1942 was a critical year for India. The historian Indivar Kamtekar has called it ‘the shiver of 1942’ – a premonition of catastrophe. Was India to be invaded by a highly successful Japanese army that had reached its eastern border? Would independence from nearly 200 years of British rule be achieved through the Quit India movement? Were the Allies losing the Second World War – and their empires? It was under the shadow of such portentous questions that Indian men signed up to the British Indian Army, just as they had done some twenty-five years previously at the onset of another global war. By the end of 1942, about 1.2 million men formed this army.

The IWM case study for the Provisional Semantics project focused on about 50 colonial photographs taken during British recruitment drives in northern and southern India in 1942. As a literary and cultural historian of conflict who uses both textual and visual material in her work, I found this narrowing of focus both fascinating and instructive. It helped me to slow my scholarship down, to examine the presence of Indian men framed by the colonial lens, and to observe minutiae – the expressions, gestures and movements of the body captured by the camera. What had brought these Indian men to army recruitment offices for inspection, measurement and enlistment? Could visual culture tell us something that archival texts could not?

As the project progressed, I understood that the photographs revealed a story of youth in that fraught year, of need and necessity. Why else, after all, have impoverished men from across the world signed up to fight wars they didn’t start? India was no different: as a British colony, the vast majority of its population was poor. War became a job opportunity; performing physically under the gaze of colonial authorities served as the would-be recruits’ demonstration of ability, as the photographs highlight. These young men were made to strip naked, wearing only their loincloths, while the camera judiciously recorded how they were weighed, how synchronised and obedient they were to commands, and how ‘fit’ in medical and military terms they were considered to be. There was clearly a desirable form of martial masculinity meant to be on show here.

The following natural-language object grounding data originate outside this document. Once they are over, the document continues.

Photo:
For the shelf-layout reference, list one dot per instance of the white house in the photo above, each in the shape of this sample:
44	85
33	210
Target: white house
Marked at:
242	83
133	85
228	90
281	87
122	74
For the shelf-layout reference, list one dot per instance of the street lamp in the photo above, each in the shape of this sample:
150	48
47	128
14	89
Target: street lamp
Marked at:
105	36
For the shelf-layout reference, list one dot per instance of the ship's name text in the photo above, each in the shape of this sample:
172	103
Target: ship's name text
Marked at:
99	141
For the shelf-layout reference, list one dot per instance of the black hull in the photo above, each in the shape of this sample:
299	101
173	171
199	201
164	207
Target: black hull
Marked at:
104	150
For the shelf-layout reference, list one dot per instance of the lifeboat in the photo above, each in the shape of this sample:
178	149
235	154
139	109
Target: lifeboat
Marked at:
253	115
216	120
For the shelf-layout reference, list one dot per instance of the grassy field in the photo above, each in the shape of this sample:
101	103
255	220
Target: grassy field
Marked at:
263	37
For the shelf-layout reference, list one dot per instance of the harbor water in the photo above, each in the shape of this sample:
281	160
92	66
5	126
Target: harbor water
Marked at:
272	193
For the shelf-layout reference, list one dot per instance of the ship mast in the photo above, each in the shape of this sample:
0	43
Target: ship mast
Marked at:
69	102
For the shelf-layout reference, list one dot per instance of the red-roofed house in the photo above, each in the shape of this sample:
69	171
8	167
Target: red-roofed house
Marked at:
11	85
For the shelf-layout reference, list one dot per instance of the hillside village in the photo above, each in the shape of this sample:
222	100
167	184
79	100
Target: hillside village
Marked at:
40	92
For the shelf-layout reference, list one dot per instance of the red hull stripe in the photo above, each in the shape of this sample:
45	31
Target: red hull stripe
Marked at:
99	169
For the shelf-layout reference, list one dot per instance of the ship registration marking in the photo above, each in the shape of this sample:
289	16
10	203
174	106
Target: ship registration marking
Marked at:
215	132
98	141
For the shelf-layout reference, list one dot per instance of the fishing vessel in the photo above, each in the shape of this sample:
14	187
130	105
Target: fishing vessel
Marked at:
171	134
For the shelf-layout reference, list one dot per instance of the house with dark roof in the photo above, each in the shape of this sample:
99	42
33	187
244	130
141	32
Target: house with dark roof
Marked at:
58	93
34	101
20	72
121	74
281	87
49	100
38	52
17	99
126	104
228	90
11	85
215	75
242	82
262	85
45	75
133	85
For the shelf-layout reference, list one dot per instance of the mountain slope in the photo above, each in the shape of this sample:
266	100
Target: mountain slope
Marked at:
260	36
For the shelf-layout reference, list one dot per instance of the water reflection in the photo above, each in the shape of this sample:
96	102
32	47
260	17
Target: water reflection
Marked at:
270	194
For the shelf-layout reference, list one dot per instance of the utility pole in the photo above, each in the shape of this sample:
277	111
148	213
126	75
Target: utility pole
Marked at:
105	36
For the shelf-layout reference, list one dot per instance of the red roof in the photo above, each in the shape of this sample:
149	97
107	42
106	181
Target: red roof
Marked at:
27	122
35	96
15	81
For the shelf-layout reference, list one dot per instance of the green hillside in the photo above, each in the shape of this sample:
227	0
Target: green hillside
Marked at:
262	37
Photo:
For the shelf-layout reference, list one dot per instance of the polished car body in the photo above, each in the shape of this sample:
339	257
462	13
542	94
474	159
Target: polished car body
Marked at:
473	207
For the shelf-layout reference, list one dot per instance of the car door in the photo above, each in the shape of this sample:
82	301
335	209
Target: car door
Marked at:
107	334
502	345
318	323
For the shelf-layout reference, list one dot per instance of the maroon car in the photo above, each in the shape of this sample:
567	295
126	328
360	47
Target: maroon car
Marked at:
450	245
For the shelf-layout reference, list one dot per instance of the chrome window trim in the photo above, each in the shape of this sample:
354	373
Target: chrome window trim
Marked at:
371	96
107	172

I noticed that, during these tests, the men’s skin was made to bear evidence, with illegible marks scrawled by officers certifying to their passing or failing. Village boys had transformed into marked men under this imperious medical gaze. I came to realise that these 50 photographs, then, were not simply about military recruitment and serving an ‘indexical’ function, to use Christopher Pinney’s term. Instead, they highlighted a colonial process – how the imperial state chose to display its fantasies of domination and control over racialised Indian bodies.

I was also curious as to how the men responded to the camera’s gaze. Their range of expressions is remarkable – some seem uncomfortable; others stand stiffer and more upright, as though already on military parade; yet others frown and look to the side, perhaps adhering to the cameraman’s compositional instructions; and one or two flash a disarming youthful smile. There is agency at play here: each of the men being observed is aware of the camera’s presence and decides to demonstrate particular emotions in return. Sometimes these can generate a deeply affective response in the viewer: a photograph that foregrounds two young men in front of a train also reveals other nameless faces who look back at us from within the train’s darkness. Are we complicit in the coloniser’s gaze? How little we know of who these men were and what became of them in a war that killed sixty million people! Where did that train lead? Was there a way back home?

I find that the Provisional Semantics project has strengthened my previous thinking on the power and potential of photographs to understand the histories of the marginalised and the excluded, despite their being mediated through the colonial lens. The textual archival material I have uncovered on India and the Second World War says tantalisingly little on the lives and narratives of the rank-and-file Indian sepoy – at best, it provides us with glimpses. It is the photographs that physically situate these men within the framework of a global war in intimate, embodied and subjective ways. As Elizabeth Edwards has argued, they become a site by which to articulate other histories outside the dominant, and that is what I seek to do in my research.

About the author

Dr Diya Gupta is currently Past & Present Fellow: Race, Ethnicity and Equality in History at the Royal Historical Society and the Institute of Historical Research. She is a literary and cultural historian interested in the intersections between life-writing, visual and material culture, and literature, particularly in response to war. Her first book, under contract with Hurst and Oxford University Press, is on an emotional history of India in the Second World War.